L se deslizó en la cama con cuidado. Light no se movió, pero su respiración se volvió rígida. L estiró un brazo y rodeó la cintura del castaño, pegando su pecho a la espalda de Light.

-Sé que no estás dormido, Light-kun- murmuró L, hundiendo el rostro en el hueco de su cuello.

-Llegas tarde- respondió Light con voz gélida, aunque no hizo el menor intento de apartarse. Al contrario, se tensó más cuando sintió las manos de L, esas manos que alguna vez lo esposaron, ahora acariciándolo con suavidad posesiva.
-El caso era complejo- se justificó L, apretando con sutileza el agarre-. Pero el frío me recordó que mi lugar está aquí.

Light soltó un bufido de desdén.

-Crees que con venir ahora borrarás el hecho de que me tienes encerrado… contigo-

L sonrió contra su piel. Sabía que Light necesitaba ese ligero drama, esa resistencia propia de él. Con un movimiento lento, L obligó a Light a girarse para quedar frente a frente.
La luz de la luna entraba por la cortina, iluminando los ojos de Light —esos ojos que L había salvado una oscuridad total.

-Me preguntas qué tan profundo es mi amor por ti- susurró L, usando un tono inusualmente suave.
-A veces parece que no sé expresarlo, pero mi amor es real.-
Light lo miró con escepticismo, pero sus mejillas se tiñeron de un rojo suave. L continuó, rozando sus labios contra la frente de Light:

-Mira por la ventana, Light. La luna representa mi corazón. Es constante, está ahí incluso cuando no la ves, y te pertenece.
Mi nombre es la sombra, pero tú eres la luz que la define.
Mi amor no cambiará y mi afecto no flaqueará, aunque el mundo siga girando sin tu juicio.-

Light guardó silencio, impactado por la cursilería de aquel hombre tan racional. Quiso replicar con algo sarcástico, pero la calidez de L y la paz de la habitación bastaron para desarmarlo.
Suspiró, relajando los hombros y escondiendo su rostro en el pecho de L.

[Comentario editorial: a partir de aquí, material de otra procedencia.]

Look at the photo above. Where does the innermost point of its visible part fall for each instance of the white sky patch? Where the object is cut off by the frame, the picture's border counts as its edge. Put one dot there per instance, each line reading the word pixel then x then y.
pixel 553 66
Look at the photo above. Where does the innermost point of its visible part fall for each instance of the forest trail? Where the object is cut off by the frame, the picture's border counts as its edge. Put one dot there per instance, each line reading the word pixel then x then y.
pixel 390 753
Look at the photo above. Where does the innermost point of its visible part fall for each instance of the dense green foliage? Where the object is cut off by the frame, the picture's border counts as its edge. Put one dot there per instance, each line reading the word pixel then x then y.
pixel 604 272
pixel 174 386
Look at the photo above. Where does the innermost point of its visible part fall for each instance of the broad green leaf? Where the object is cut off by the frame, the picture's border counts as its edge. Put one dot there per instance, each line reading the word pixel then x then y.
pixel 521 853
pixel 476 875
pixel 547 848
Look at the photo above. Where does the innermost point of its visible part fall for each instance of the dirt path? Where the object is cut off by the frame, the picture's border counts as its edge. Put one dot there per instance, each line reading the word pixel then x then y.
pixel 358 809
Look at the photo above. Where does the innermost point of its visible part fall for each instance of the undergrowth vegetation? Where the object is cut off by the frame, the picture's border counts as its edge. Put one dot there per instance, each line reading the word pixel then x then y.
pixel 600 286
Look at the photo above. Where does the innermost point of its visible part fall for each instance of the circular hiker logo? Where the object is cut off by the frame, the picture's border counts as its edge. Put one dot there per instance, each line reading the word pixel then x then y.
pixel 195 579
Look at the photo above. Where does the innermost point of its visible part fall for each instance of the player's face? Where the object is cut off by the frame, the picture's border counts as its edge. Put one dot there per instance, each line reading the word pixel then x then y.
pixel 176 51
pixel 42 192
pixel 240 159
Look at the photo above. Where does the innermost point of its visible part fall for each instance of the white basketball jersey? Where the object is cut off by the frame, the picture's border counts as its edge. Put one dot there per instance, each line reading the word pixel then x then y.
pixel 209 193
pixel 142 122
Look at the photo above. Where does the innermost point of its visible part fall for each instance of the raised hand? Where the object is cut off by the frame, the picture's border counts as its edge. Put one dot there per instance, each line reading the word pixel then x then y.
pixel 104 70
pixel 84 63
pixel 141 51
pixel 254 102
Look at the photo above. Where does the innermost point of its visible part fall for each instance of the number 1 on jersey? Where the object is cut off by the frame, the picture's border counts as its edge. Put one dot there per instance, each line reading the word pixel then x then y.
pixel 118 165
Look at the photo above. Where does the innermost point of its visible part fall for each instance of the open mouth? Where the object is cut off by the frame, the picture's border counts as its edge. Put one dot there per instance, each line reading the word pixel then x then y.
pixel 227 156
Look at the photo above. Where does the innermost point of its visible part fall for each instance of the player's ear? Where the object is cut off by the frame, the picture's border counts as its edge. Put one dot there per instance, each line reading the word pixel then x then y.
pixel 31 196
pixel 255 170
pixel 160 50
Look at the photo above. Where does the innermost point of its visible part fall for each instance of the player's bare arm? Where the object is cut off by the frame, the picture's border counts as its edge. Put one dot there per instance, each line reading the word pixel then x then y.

-Eres un idiota, Ryuzaki- susurró, aunque sus manos se aferraron a la camiseta blanca de L. -Pero supongo que puedo dejarlo pasar por hoy.-

L no respondió. En su lugar, tomó el mentón de Light y dió un beso suave, lento, que sabía a azúcar y a una rendición mutua que ninguno de los dos se atrevería a admitir ante el mundo.